Now in 2015, the Indian healthcare market is worth 100 billion USD and is further expected to expand upto 280 billion by 2020 with a magnificent compound annual growth rate of 22.9%. This significant increase is mainly due to availability of a large pool of well-trained and knowledgeable healthcare professionals as well as cost of medical treatments which are one-tenth when compared to that of the US or Western Europe. The Indian healthcare industry has emerged to be one of the top contenders among the affordable service players. Also, spending on healthcare is said to have raised by 12% per annum. Recent study by the Department of Industrial Policy and Promotion (DIPP) indicated that hospitals and diagnostic centers attracted Foreign Direct Investment (FDI) worth 3.14 billion USD between April 2000 to June 2015. The reason behind such tremendous growth is medical tourism in India. India is placed among the top three medical tourism destinations in Asia, mainly due to low cost of treatment, quality healthcare infrastructure and availability of highly-skilled doctors. Now-a-days a steady increase in annual income, growing elderly population, sedentary lifestyle, excess of work pressure have become the drivers of all healthcare segments. When it comes to the Indian pathology industry, an important aspect is the compound growth rate of 20% per annum over the last five years achieved due to accelerated advancements in technology driving more efficient as well as reliable results in increasing numbers.

Future Scope :

The Indian medical tourism industry is expected to reach 2 billion till the end of 2015 as currently it is pegged at nearby 1 billion USD per annum, growing at around 18 %. India is now among the top five emerging pharmaceutical markets in the world which is expected to grow in double digits.
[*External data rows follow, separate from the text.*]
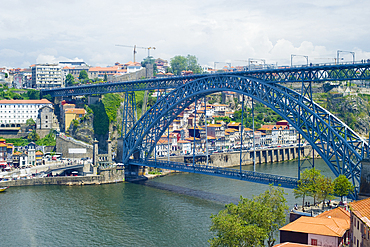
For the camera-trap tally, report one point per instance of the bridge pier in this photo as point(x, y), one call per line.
point(365, 178)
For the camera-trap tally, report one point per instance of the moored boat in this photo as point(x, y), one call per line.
point(2, 189)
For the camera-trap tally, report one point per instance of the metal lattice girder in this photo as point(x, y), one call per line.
point(339, 146)
point(344, 72)
point(250, 176)
point(129, 112)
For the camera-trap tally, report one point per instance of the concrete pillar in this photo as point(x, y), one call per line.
point(95, 152)
point(109, 150)
point(365, 178)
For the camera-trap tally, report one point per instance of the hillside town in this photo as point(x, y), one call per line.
point(203, 127)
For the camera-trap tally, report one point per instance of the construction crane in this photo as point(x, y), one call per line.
point(336, 60)
point(138, 47)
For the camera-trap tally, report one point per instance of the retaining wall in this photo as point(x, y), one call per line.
point(111, 175)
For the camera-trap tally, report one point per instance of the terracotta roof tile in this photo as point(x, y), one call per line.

Also, majority of global players in healthcare are now diverting focus on setting benchmarks to compete with the Indian market on the FDI norms. In addition, changing demographics, disease profiles and the shift to increasing percentage of lifestyle diseases in the country has led to increased spending on healthcare services which will definitely help in future prospects as preventive healthcare is in ever increasing demand. Many of the renowned Indian pathology laboratories and diagnostic centers are now willing to expand globally with outsourcing contracts. It has been observed that, 70% of Indian population lives in rural areas, so still there is a huge scope for fulfilling their demands, by providing healthcare services at affordable costs. This is similar to our mission which is, “ Serve to 50% of world’s population, 50% of their diagnostic needs, at 50% of the costs.”

The Government of India is now aiming to develop India as a global healthcare hub. Also, investment in healthcare infrastructure is set to rise, benefiting both ‘hard’ (hospitals) and ‘soft’ (R&D, education) infrastructure and most importantly the benefits of both trickling down to the consumers of healthcare services.